EFEKT: Derin bir sessizlik… Sadece kıyıya vuran dalgaların gümbürtüsü…

ADAM: Ne anlatmaya ya da neyi tanımlaya çalıştığımın farkında mısın?

BİR BAŞKA KİŞİ: (Gülerek) Sence?

ADAM: Ya da şöyle değiştireyim sorumu… Hiçlik sende ne uyandırıyor?

BİR BAŞKA KİŞİ: (Kibrit sesi. Kısa bir suskunluk) Bilmem, hiç düşünmedim… Varlık o kadar sorguluyorken ruhumu bedenimi… Sanırım ona sıra gelmedi…

ADAM: (Kısık sesle) Ona sıra gelmedi…(Yüksek sesle) Bu işler sırayla mı? Bunun için bir liste mi var! Yolcu otobüslerinde parayı bastırıp bir koltuğa sahip olmak ve orada listelenmek gibi mi? Yolculuğu belirleyenin, yolu takip etmekte olan şoförün bir anlık uyuması ve sonuçta yaralı veya ölü listesinde yer almak gibi mi? Ya da arka koltukta durmadan ağlayan bebeğin ve etraftan gelen homurtuların düşük ve yüksek tondan belirlenip sıralanması gibi mi? İlk kimin kadına dönüp “kadın sustur şu veledini yoksa ben susturacağım” demesi gibi mi? Hepsi bu kadar mı yani?.. Hem de kadın, bebeğini susturmak için dakikalarca uğraştığı halde…




Sanmıyorum.
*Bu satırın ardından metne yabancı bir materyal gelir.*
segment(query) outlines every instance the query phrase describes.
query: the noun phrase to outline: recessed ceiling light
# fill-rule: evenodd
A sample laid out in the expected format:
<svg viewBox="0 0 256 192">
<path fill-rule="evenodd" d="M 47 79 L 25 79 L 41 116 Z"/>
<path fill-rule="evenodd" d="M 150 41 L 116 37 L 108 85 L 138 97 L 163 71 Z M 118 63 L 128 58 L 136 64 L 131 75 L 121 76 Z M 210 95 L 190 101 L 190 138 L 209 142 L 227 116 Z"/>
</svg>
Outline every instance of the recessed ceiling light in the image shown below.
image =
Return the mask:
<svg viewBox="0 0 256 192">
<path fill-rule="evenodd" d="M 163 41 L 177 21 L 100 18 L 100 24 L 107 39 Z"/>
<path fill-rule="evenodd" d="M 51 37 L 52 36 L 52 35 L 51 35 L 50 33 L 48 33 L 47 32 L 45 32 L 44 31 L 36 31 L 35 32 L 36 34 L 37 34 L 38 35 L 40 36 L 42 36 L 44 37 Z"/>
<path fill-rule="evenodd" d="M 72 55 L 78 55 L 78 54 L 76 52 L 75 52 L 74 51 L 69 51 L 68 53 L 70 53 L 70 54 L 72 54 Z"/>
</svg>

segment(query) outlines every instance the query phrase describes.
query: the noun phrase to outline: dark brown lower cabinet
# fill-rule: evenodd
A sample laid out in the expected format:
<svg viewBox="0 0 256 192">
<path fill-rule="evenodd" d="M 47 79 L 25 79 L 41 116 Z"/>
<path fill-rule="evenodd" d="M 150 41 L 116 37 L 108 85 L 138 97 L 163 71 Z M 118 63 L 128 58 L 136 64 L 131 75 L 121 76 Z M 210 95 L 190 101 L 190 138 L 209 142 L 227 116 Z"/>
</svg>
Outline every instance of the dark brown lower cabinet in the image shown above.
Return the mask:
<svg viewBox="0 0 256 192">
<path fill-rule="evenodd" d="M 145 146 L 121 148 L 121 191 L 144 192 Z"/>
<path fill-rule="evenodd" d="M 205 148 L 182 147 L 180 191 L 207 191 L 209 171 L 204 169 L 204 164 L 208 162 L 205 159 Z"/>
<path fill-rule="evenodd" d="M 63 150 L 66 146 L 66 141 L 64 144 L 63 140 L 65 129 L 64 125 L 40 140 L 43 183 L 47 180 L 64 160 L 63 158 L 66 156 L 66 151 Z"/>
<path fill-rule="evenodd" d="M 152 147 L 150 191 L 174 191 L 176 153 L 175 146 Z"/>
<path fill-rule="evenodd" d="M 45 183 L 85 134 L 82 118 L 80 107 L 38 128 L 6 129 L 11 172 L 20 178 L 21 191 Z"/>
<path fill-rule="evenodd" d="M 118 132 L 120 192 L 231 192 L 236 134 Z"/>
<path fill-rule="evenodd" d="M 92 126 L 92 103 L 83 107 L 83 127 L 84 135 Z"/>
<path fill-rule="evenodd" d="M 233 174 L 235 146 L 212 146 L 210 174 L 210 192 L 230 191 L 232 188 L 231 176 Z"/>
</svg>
Ve bu sıkıntının dışında olan, en ön ve en arka koltuklarda oturanların bu sıkıntıdan zerre kadar haberi yokken… Ve gecenin içinde ışığı yitiriyorken. Ama ağlama sesleri eşliğinde hayat hâlâ devam ediyorken… O bebek, hiç hatırlamayacağı o yolculukta aslında büyümeye devam ediyorken… Varlık o kadar sorguluyorken ruhumu, bedenimi, bilincimi… Ona sıra gelmedi… Neler diyorum ben! Sanırım şoför uyudu…

BİR BAŞKA KİŞİ: Hayır, şoför uyumadı. Bebek uyudu… Bir şey soracağım…

ADAM: (Şaşırmış) Sen soru sormazsın sanıyordum. Sor bakalım.

BİR BAŞKA KİŞİ: Mola yerinde sigarasını yaktığın kadını hatırlıyor musun?

ADAM: Hatırlıyorum. Üşümüştü elleri; soğuk, buz gibiydi… Neden sordun?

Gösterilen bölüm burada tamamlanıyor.